Clonal timing of FLT3-ITD dictates evolutionary trajectory and phenotypic heterogeneity in acute myeloid leukemia Free

Acute myeloid leukemia (AML) progresses through the sequential accumulation of somatic mutations, with signaling transducer mutation typically preceding the acquisition of epigenetic alterations. However, recent single-cell DNA sequencing (scDNA-seq) studies have identified cases that do not follow this canonical mutational hierarchy. The prevalence of these non-classical mutation orders, and the biological mechanisms by which mutation timing drives phenotypic heterogeneity remain unclear.

To address this, we analyzed publicly available scDNA-seq data from >150 newly diagnosed normal karyotype AML patients to reconstruct their evolutionary trajectories (Morita et al., 2020; Miles et al., 2020). We observed that 78% of the signaling mutation events—particularly FLT3-ITD, NRAS, and PTPN11—were terminal subclonal events in branch evolution. Surprisingly, 22% of the signaling mutations serve as initiating events, following a linear evolutionary trajectory and patients harboring these initiating signaling mutations exhibited significantly higher white blood cell and blast counts. These data suggest that the timing of signaling mutation acquisition is strongly linked to the resulting clonal evolution pattern, with FLT3-ITD emerging as the most prominent driver among all signaling events.

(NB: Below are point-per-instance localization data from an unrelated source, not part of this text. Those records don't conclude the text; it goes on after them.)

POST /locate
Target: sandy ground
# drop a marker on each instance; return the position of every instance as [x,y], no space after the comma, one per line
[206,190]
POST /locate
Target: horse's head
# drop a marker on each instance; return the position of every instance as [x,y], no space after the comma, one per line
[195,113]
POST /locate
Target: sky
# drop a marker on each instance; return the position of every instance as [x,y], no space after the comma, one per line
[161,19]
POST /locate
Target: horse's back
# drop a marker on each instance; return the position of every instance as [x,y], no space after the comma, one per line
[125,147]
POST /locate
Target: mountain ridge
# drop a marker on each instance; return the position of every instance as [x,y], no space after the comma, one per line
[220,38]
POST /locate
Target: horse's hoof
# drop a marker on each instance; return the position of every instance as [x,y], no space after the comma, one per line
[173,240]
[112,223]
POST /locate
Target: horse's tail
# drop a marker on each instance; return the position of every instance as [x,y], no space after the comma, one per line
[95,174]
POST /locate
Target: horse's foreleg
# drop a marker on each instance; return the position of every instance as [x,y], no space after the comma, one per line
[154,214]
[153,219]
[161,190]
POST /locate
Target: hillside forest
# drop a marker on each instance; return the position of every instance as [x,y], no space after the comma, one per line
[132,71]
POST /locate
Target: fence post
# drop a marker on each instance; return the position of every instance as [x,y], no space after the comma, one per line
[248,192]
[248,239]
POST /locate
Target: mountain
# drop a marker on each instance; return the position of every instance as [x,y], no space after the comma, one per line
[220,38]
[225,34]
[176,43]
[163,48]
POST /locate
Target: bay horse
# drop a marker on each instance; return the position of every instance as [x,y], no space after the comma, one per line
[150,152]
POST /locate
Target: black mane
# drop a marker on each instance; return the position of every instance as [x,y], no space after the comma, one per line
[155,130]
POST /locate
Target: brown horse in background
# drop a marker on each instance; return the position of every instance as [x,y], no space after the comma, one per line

To investigate the pathogenic mechanisms of initiating FLT3-ITD and the characteristics of the resultant AML, we therefore performed multimodal profiling (scDNA+protein-seq, scRNA-seq and patient-derived xenograft models) on 16 FLT3-ITD positive AML cases. Eight cases had FLT3-ITD as the initiating mutation (Initiating FLT3-ITD AML, IFA), and eight as subclonal events (Subclonal FLT3-ITD AML, SFA).

Comparing tumor cell proportions identified by scRNA-seq with the mutant clone fractions from scDNA-seq in the same patient, we confirmed that leukemic transformation preceded acquisition of FLT3-ITD in SFA. Integrated genotype-immunophenotype analysis of paired samples—adjusted for co-mutations—revealed that initiating FLT3-ITD drove an expansion of hematopoietic stem and progenitor cells, whereas subclonal FLT3-ITD did not. Bayesian modeling further showed that initiating FLT3-ITD selectively upregulated leukemia stem cell (LSC) markers CD69 and CD123, resulting in a significantly larger CD123+CD69+ population (74% vs 35%, P=0.04). Consistently, in PDX models, IFA samples exhibited higher engraftment rates (5/8 vs 3/8). ScRNA-seq further revealed expansion of multipotent progenitor (MPP) and lymphoid-primed multipotent progenitor (LMPP) populations (29% vs 13%, P=0.04) and significant enrichment of LSC transcriptional signatures in IFA compared to SFA. Unsupervised clustering identified progenitor-enriched clusters in IFA characterized by downregulation of G2M checkpoint and E2F target pathways, indicative of a quiescent, stem-like state. Unexpectedly, canonical FLT3-ITD downstream pathways showed no significant differences between IFA, SFA, and FLT3-WT AML patients. Instead, in IFA, we observed significant upregulation of Hedgehog pathway genes (GLI2, ALDH1A1), known regulators of cell cycle and LSC quiescence.

We observed frequent emergence of chr13q (FLT3 locus) uniparental disomy (UPD) in Initiating FLT3-ITD AML patients (15/23). Notably, we found the acquisition or expansion of UPD clones in IFA PDX models. Inferred from scRNA-seq, these UPD clones displayed increased proliferative capacity without losing LSC traits, potentially via RB1 inactivation. Drug sensitivity testing in PDX models revealed that IFA samples responded to chemotherapy and gilteritinib with distinct patterns, with gilteritinib selectively reducing leukemic blasts and inducing differentiation. However, single-cell genotyping of residual cells showed a marked rise in UPD clone post-gilteritinib. Longitudinal follow-up of these models confirmed that relapse was driven by the expansion of UPD clones. These data suggested chr13q is a required evolutionary event in the development and drug resistant progression of IFA.

Our study demonstrates that initiating FLT3-ITD mutations reprograms leukemic cells to a quiescent, stem-like state, enforcing a linear evolutionary pattern, compared to subclonal FLT3-ITD. Clonal dominance is ensured by non-canonical FLT3 signaling and late-emerging chr13q UPD. These findings underscore the critical role of clonal timing in shaping AML biology and highlight new therapeutic vulnerabilities in initiating FLT3-ITD-driven AML.